UTF-8 to Unicode conversion in ajax response

T

Tim Streater

I have what was originally a gb2312 string, mime-encoded. Here is an
example:

=?gb2312?B?otUtxvMg0rUg1dAgxrggViBTIMPmIMrUILy8IA==?=

This I decode, convert to UTF-8, and store in an SQLite database. That
string I then retrieve and use as a response to an ajax request from a
browser. So far, this is all PHP, but bare with me.

In the browser, the ajax responseText is taken and put in a table cell
as the cell's innerText, and the cell proceeds to display Chinese
characters.

Now, if I look at the responseText with e.g. string.charCodeAt(),
instead of seeing a series of UTF-8 bytes, I see a series of (large)
unicode values which correspond to the Chinese characters displayed.

So, where is this apparently automatic UTF-8 -> unicode conversion
taking place? Can someone point me at a description of the process?

In fact, there are two places on the browser page where this
responseText might be displayed (the data is retrieved at different
times using different ajax calls and different PHP scripts). In one
place what's displayed appears to be OK, but in another, a *second*
conversion seems to be happening and I'm trying to pin this down.
 
B

Bart Van der Donck

Tim said:
I have what was originally a gb2312 string, mime-encoded. Here is an
example:

=?gb2312?B?otUtxvMg0rUg1dAgxrggViBTIMPmIMrUILy8IA==?=

This I decode, convert to UTF-8, and store in an SQLite database. That
string I then retrieve and use as a response to an ajax request from a
browser. So far, this is all PHP, but bare with me.

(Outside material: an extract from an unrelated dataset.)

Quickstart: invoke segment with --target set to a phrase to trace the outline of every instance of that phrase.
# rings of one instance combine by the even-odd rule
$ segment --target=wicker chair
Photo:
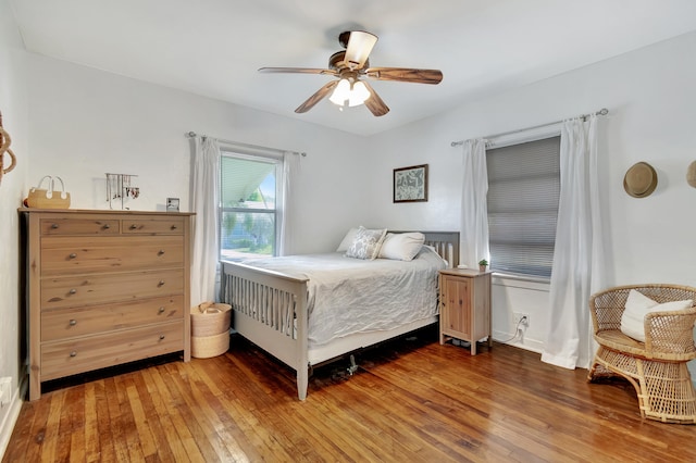
[[[696,306],[649,313],[645,316],[645,342],[639,342],[621,333],[621,315],[631,289],[659,303],[696,301],[696,288],[676,285],[622,286],[593,295],[589,310],[599,349],[587,379],[623,376],[638,395],[644,418],[696,424],[696,392],[686,366],[696,359]]]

Sorry for the nitpick, but MIME is a much too general term here. You
are referring to the Encoded-Word Syntax as described in RFC 2047.

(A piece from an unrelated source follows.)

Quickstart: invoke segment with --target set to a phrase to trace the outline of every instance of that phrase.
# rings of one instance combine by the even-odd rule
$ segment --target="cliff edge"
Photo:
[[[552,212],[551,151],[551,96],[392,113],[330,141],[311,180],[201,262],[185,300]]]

I think your scenario sounds okay if SQLite stores the correct
multibyte ISO-8859-1 characters (min. 1, max. 4).
In the browser, the ajax responseText is taken and put in a table cell
as the cell's innerText, and the cell proceeds to display Chinese
characters.

I would have a preference for innerHTML, but okay.
Now, if I look at the responseText with e.g. string.charCodeAt(),
instead of seeing a series of UTF-8 bytes, I see a series of (large)
unicode values which correspond to the Chinese characters displayed.
So, where is this apparently automatic UTF-8 -> unicode conversion
taking place? Can someone point me at a description of the process?

The response is sent as a percent-encoded multi-byte sequence.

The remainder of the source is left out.